Southern-European processors, long frustrated by China’s dominance, have seized the moment to expand their domestic market share. Meanwhile, Brussels’ new deforestation-free supply-chain rules and its growing focus on carbon accounting complicate life for Chinese exporters.

“This is no longer just about price,” a senior EU agriculture official said. “It’s about standards, transparency and political risk.”

Italy’s shift away from Chinese imports has prompted other European buyers to reconsider their sourcing strategies. Spain and Portugal — both major tomato producers — are lobbying for tougher EU-wide labelling and origin-disclosure rules. If adopted, these would marginalise Chinese concentrate further within the European market.


A Global Commodity Squeeze

For China, the crisis is not merely economic but strategic. Tomato paste is one of the world’s most widely traded processed foods, embedded in global supply chains from ready meals to fast-food sauces. Commanding that market gave Beijing a degree of leverage — a useful complement to its influence in staple commodities such as soybeans and wheat.

The “tomato paste mountain” upends that narrative. Oversupply has weakened China’s pricing power, while foreign buyers — sensing vulnerability — are negotiating aggressively. Some African importers have begun delaying contracts in anticipation of deeper discounting.

“There is a sense that China will eventually have to unload at cost or below cost,” said a Dubai-based trader. “Everyone is waiting.”

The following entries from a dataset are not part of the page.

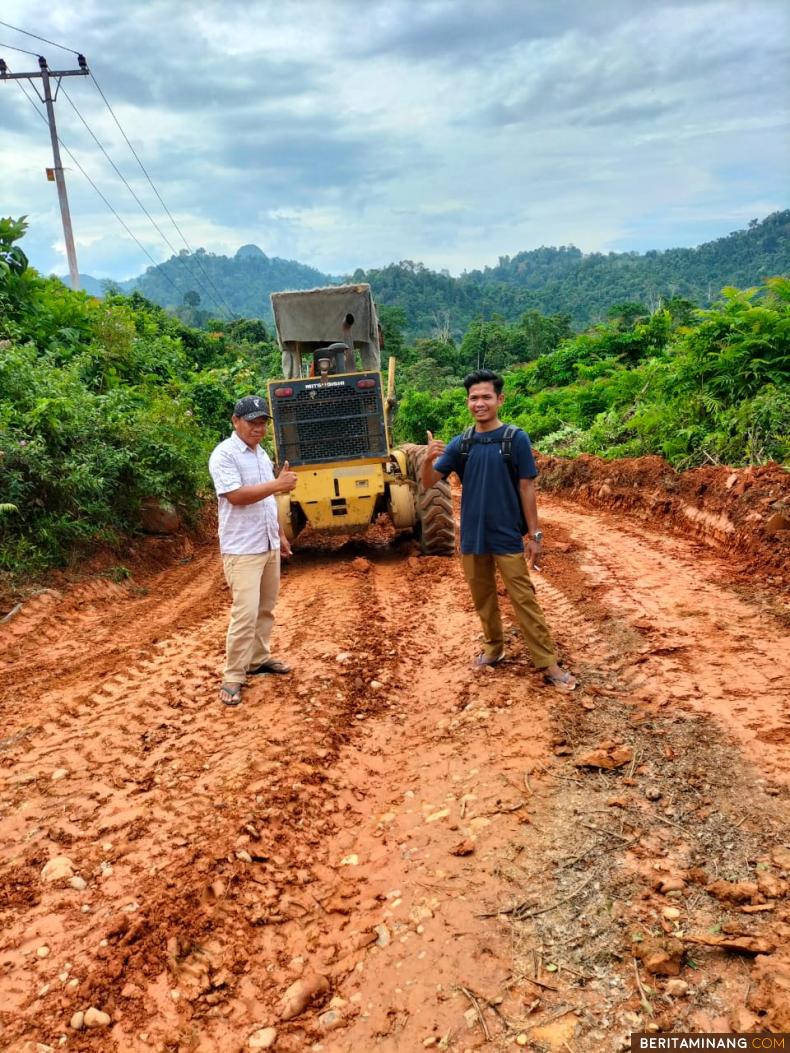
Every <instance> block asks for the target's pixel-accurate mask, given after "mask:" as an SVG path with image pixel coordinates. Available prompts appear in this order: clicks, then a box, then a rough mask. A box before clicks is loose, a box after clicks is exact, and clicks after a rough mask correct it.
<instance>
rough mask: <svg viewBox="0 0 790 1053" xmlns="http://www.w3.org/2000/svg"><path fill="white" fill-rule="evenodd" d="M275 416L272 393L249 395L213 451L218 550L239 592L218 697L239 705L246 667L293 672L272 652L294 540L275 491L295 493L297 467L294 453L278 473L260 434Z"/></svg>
mask: <svg viewBox="0 0 790 1053" xmlns="http://www.w3.org/2000/svg"><path fill="white" fill-rule="evenodd" d="M270 419H271V414H270V413H269V408H268V405H266V400H265V399H264V398H261V397H260V396H258V395H248V396H246V397H244V398H241V399H239V401H238V402H237V403H236V405H235V406H234V411H233V417H232V420H233V435H231V437H230V438H228V439H224V440H223V441H222V442H220V443H219V445H218V446H216V449H215V450H214V452H213V453H212V455H211V457H210V458H209V471H210V472H211V476H212V479H213V480H214V489H215V490H216V492H217V498H218V501H219V551H220V553H221V555H222V567H223V568H224V575H225V581H226V582H228V585H229V588H230V590H231V595H232V596H233V607H232V609H231V622H230V624H229V627H228V639H226V645H225V669H224V673H223V675H222V687H221V688H220V690H219V698H220V701H221V702H223V703H224V704H225V706H238V704H239V702H240V701H241V687H242V684H243V683H244V680H245V679H246V676H248V674H250V675H252V676H255V675H257V674H260V673H290V672H291V670H290V668H289V667H288V665H287V664H285V663H284V662H282V661H279V660H278V659H276V658H273V657H272V652H271V648H270V641H271V638H272V627H273V625H274V605H275V603H276V601H277V593H278V592H279V588H280V554H281V555H282V556H283V557H284V558H285V559H288V557H289V556H290V555H291V545H290V544H289V541H288V538H287V537H285V534H284V532H283V530H282V528H281V526H280V523H279V520H278V518H277V501H276V499H275V496H274V495H275V494H281V493H289V492H290V491H292V490H293V489H294V486H295V485H296V474H295V473H294V472H292V471H291V470H290V468H289V464H288V461H285V462H284V463H283V465H282V470H281V471H280V474H279V475H278V476H277V478H275V476H274V469H273V466H272V461H271V460H270V459H269V456H268V454H266V453H265V451H263V450H261V449H260V442H261V439H262V438H263V436H264V435H265V433H266V424H268V423H269V420H270Z"/></svg>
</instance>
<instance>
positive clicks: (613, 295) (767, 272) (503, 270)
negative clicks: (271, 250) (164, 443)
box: [84, 210, 790, 336]
mask: <svg viewBox="0 0 790 1053" xmlns="http://www.w3.org/2000/svg"><path fill="white" fill-rule="evenodd" d="M787 273H790V210H784V211H781V212H775V213H772V214H771V215H770V216H767V217H766V218H765V219H763V220H762V221H758V220H752V221H751V222H750V223H749V224H748V226H747V227H746V229H744V230H739V231H733V232H731V233H730V234H728V235H725V236H723V237H720V238H716V239H713V240H712V241H708V242H703V243H702V244H699V245H697V246H695V247H693V249H665V250H648V251H647V252H645V253H636V252H627V253H608V254H604V253H582V252H581V250H579V249H577V247H576V246H575V245H573V244H571V245H561V246H546V245H541V246H539V247H537V249H531V250H525V251H524V252H520V253H517V254H515V255H514V256H512V257H511V256H501V257H499V260H498V262H497V264H495V265H494V266H485V267H482V269H478V270H473V271H468V272H463V273H462V274H461V275H459V276H458V277H453V276H451V275H450V274H449V273H448V272H446V271H442V272H439V271H433V270H431V269H430V267H426V266H424V265H423V264H421V263H415V262H413V261H411V260H401V261H400V262H399V263H390V264H388V265H387V266H384V267H371V269H368V270H363V269H357V270H356V271H354V273H353V274H352V275H348V276H344V277H337V276H332V275H329V274H324V273H323V272H321V271H318V270H317V269H315V267H312V266H310V265H309V264H304V263H300V262H299V261H297V260H285V259H282V258H280V257H269V256H266V255H265V253H263V251H262V250H261V249H260V247H259V246H258V245H255V244H252V243H246V244H244V245H241V246H240V247H239V249H238V250H237V252H236V254H235V256H233V257H228V256H221V255H216V254H214V253H206V252H205V251H204V250H202V249H199V250H197V251H196V252H195V253H192V254H190V253H186V252H185V251H182V252H181V253H179V254H178V256H173V257H171V258H170V259H169V260H166V261H165V262H163V263H161V264H158V265H157V266H156V267H154V266H150V267H147V270H146V271H145V272H144V273H143V274H142V275H140V276H139V277H138V278H133V279H130V280H129V281H125V282H110V285H111V287H117V289H119V290H120V291H121V292H132V291H134V290H136V291H138V292H139V293H140V294H141V295H143V296H145V297H146V298H147V299H150V300H153V301H154V302H156V303H159V304H161V305H162V306H165V307H172V309H173V307H178V306H180V305H181V304H182V303H184V302H185V301H184V297H185V296H187V294H189V296H190V298H191V301H192V302H194V299H195V294H197V296H198V300H199V302H200V303H201V304H202V307H203V309H204V310H206V311H209V312H213V313H216V314H218V315H222V314H226V313H228V310H229V309H230V310H231V311H232V312H233V313H234V314H237V315H241V316H244V317H253V318H262V319H264V320H269V321H271V318H272V316H271V306H270V301H269V295H270V293H272V292H278V291H280V290H283V289H311V287H314V286H317V285H328V284H338V283H339V282H341V281H353V282H362V281H367V282H369V283H370V284H371V286H372V287H373V292H374V295H375V297H376V300H377V302H378V303H379V304H380V305H382V306H398V307H401V309H402V310H403V312H404V313H406V323H407V326H406V327H407V331H408V332H409V333H410V335H412V336H415V335H428V334H430V333H434V332H446V333H449V334H452V335H458V334H460V333H462V332H463V331H465V330H466V329H467V327H468V325H469V323H470V321H472V320H473V319H474V318H477V317H480V318H483V319H486V318H491V317H493V316H495V315H499V316H501V317H502V318H503V319H505V320H508V321H513V320H515V319H516V318H518V317H520V316H521V315H522V314H524V313H525V312H527V311H539V312H540V313H542V314H549V315H551V314H560V315H567V316H568V317H569V318H570V319H571V321H572V322H573V324H575V325H578V326H581V325H588V324H590V323H592V322H594V321H596V320H597V319H598V318H600V317H603V316H604V315H605V314H606V312H607V311H608V309H609V307H611V305H612V304H613V303H618V302H626V301H636V302H640V303H644V304H645V305H646V306H648V307H652V306H654V305H655V304H657V302H659V301H661V300H666V299H671V298H678V297H679V298H685V299H689V300H692V301H693V302H695V303H699V304H703V305H706V304H709V303H711V302H712V301H713V300H715V299H716V297H717V296H718V294H719V292H720V290H722V289H723V287H724V286H726V285H729V284H733V285H738V286H742V287H743V286H749V285H753V284H757V283H759V282H761V281H763V280H764V279H765V278H766V277H770V276H772V275H776V274H787ZM84 279H85V286H86V287H87V283H88V281H90V282H91V283H92V285H91V289H90V290H88V291H94V290H95V289H96V285H97V284H98V285H99V286H100V287H101V285H102V282H101V281H100V280H97V279H95V278H92V276H90V275H85V276H84ZM198 290H200V292H199V293H198V292H197V291H198Z"/></svg>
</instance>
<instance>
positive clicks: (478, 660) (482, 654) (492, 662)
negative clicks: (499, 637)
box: [472, 651, 505, 669]
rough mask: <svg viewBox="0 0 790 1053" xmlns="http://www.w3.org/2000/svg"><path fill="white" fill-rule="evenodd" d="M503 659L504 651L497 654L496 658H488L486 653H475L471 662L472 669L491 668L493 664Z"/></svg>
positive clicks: (502, 659) (504, 654)
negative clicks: (485, 653) (498, 653)
mask: <svg viewBox="0 0 790 1053" xmlns="http://www.w3.org/2000/svg"><path fill="white" fill-rule="evenodd" d="M501 661H505V652H503V651H502V653H501V654H500V655H499V657H498V658H489V656H488V655H487V654H485V653H483V654H481V655H477V657H476V658H475V660H474V661H473V662H472V668H473V669H492V668H493V667H494V665H498V664H499V662H501Z"/></svg>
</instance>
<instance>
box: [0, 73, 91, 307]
mask: <svg viewBox="0 0 790 1053" xmlns="http://www.w3.org/2000/svg"><path fill="white" fill-rule="evenodd" d="M77 62H78V63H79V69H57V71H56V69H50V67H48V66H47V64H46V59H45V58H44V57H43V56H41V55H40V56H39V59H38V64H39V68H38V71H37V72H36V73H11V72H9V69H8V67H7V65H6V64H5V62H4V61H3V60H2V59H0V80H28V81H31V83H32V85H33V86H34V87H36V84H35V83H34V82H35V81H37V80H40V81H41V87H42V88H43V97H41V96H39V98H40V99H41V101H42V102H43V103H44V105H45V106H46V119H47V122H48V124H50V138H51V139H52V153H53V159H54V161H55V164H54V165H53V168H52V172H53V175H54V176H55V184H56V186H57V188H58V200H59V202H60V218H61V220H62V222H63V240H64V242H65V250H66V258H67V259H68V275H70V277H71V281H72V289H79V287H80V280H79V270H78V267H77V250H76V249H75V245H74V234H73V232H72V217H71V215H70V212H68V197H67V195H66V188H65V176H64V173H63V165H62V163H61V160H60V143H59V139H58V130H57V127H56V126H55V106H54V102H55V98H54V97H53V94H52V87H51V86H50V81H51V80H52V79H53V78H54V79H55V80H56V81H57V83H58V85H59V84H60V80H61V78H62V77H87V76H88V74H90V73H91V71H90V69H88V68H87V62H86V61H85V57H84V56H83V55H80V54H78V55H77ZM23 91H24V88H23ZM36 92H37V94H38V88H37V87H36ZM57 94H58V92H57V88H56V91H55V97H57Z"/></svg>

These dynamics echo recent disruptions across global commodities and markets, where geopolitical risk and shifting demand patterns have destabilised long-standing trade flows.


Looking Ahead

Beijing is now focused on stabilising domestic processors and opening alternative export markets. Yet the structural challenge remains: Europe no longer wants to depend on Chinese tomato concentrate, and China may struggle to find another market of similar size, value and quality.

The episode underscores a broader truth about globalised food production — efficiencies, scale advantages and low-cost supply chains can be overturned overnight by politics, regulation or shifts in public sentiment.

As one Italian industry executive observed:

“For years we thought China needed us. Now it’s clear we needed them more than we realised — until the public mood changed.”

What is certain is that the tomato-paste glut will not disappear quickly. And for both China and its trading partners, the lesson is stark: in today’s interconnected food economy, even the most mundane commodity can carry real geopolitical weight.